Gary Vaux: I would take it one stage further. Some people would then be worried that they will be taken away and put into a residential home, not just that there are carers coming in, but that they will be taken out of the situation that they are comfortable with, even if they are struggling. You had your nan; I had my former mother-in-law. Eventually I persuaded her to claim attendance allowance, because when you talked to her about getting dressed, she would say, “Oh, I manage”. She managed by dressing like a 14-year-old. She wore tracksuit bottoms, a hoodie and a pair of trainers because that was all she could put on.
Q164 Damien Egan: Attendance allowance—the name itself comes up a lot. Any ideas of what you think it could be called?
Daphne Hall: They think they are the carer if they are getting attendance allowance. There is the name, the questions and the fear it does that it is charity. It is not; it is your right. All those things need to be changed. That is why the personal touch helped. I used to visit people in their own homes. We were lucky that we had a well-resourced advice service in the council, and we did home visits. That is much nicer than them having to go out somewhere. You can sit and have a cup of tea with them, take your time and go through it, and then they trust you—you build that trust and then you could take it further. You have to get through that barrier.

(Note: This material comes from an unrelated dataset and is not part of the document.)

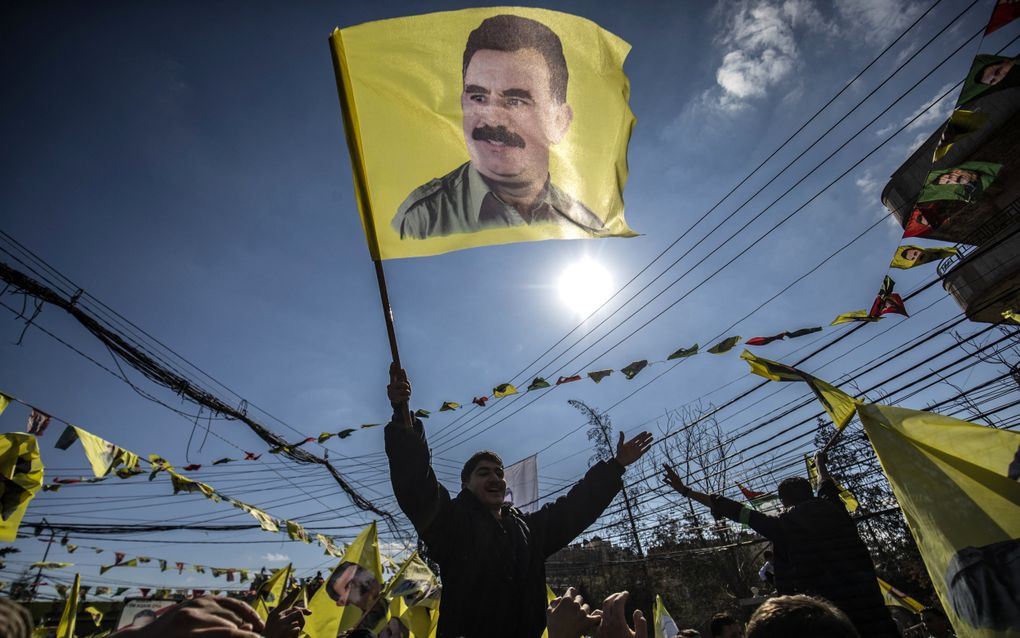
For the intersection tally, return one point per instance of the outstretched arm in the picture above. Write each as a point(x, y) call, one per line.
point(418, 492)
point(722, 506)
point(559, 523)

Gary Vaux: That is especially true when you are asking very personal questions. You are going in and asking somebody, “Can you wash yourself? Can you dress yourself? Can you go to the toilet by yourself? Can you bathe yourself?” Those are very personal questions, and you need to have built up some degree of relationship with the person before you can get on with it.
Q165 Damien Egan: We have two minutes left. With the household support fund, how easy is it for us to compare what different councils are doing? What confidence can we have that they are doing that performance monitoring and getting the best outcomes from that money?

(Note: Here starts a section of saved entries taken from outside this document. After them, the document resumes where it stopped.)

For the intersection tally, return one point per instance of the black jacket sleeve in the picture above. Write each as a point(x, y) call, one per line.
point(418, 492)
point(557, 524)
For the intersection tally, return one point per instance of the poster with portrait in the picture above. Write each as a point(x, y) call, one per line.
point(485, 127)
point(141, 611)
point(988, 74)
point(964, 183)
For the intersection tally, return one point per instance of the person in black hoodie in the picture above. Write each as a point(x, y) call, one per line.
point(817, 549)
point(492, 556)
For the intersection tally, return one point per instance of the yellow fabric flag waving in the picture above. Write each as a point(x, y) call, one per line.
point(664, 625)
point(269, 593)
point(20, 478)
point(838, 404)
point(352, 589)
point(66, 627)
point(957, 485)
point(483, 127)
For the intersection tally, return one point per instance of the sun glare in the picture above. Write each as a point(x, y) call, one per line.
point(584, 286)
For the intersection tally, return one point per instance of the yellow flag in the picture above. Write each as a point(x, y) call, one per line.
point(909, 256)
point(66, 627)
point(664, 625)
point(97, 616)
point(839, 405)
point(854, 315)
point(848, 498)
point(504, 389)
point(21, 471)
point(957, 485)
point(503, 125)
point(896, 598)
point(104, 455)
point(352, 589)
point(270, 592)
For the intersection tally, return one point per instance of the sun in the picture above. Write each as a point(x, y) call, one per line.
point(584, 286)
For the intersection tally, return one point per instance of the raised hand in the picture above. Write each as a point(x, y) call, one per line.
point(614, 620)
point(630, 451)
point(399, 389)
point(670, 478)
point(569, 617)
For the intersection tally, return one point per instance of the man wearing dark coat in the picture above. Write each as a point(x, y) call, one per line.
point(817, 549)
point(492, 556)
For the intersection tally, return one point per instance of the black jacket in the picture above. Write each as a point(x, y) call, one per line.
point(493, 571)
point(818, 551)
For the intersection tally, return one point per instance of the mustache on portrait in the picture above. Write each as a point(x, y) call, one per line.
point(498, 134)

Gary Vaux: In two minutes? It has been a very good sticking plaster over the cost of living crisis, but it has been a very big sticking plaster. It has been very worthwhile, so I am not going to knock the principle behind the household support fund—even the amounts, despite there being 12.5% less this year. I had to mention that, or my treasurer would never forgive me. What we have seen is short term.
My own local authority was told two weeks ago what money it was going to get from 1 April. You cannot plan when you are given that lead-in period. It has enabled local authorities to dodge a bullet, frankly, and there is a great deal of concern about what happens next. Each time we have been told the same thing. After HSF 3, we were told, “There will not be an HSF 4.” After HSF 4, it was, “There will not be an HSF 5.” After HSF 6, they said, “There will not be an HSF 7.” Well, here we are. Will there be an HSF 8 next year, in April 2026? We do not know. If there is not, where do we go with the demand that is now almost built in? We have almost created an assumption that certain support will now be provided, not only for pensioners, but also the provision of meals during school holidays using that money. Parents now expect that to come from their local authority, because they have had it for nearly five years. What happens when we cannot?
Gareth Morgan: I will point out very quickly that in Wales, it is the discretionary assistance fund, which is set up to be a much more long-term arrangement. That manages to avoid the postcode lottery that different local authorities in England will be facing.
Gary Vaux: Maybe we should move to Wales instead of Finland?
Gill German: I second that!
Chair: Thank you so much. This concludes our oral evidence session.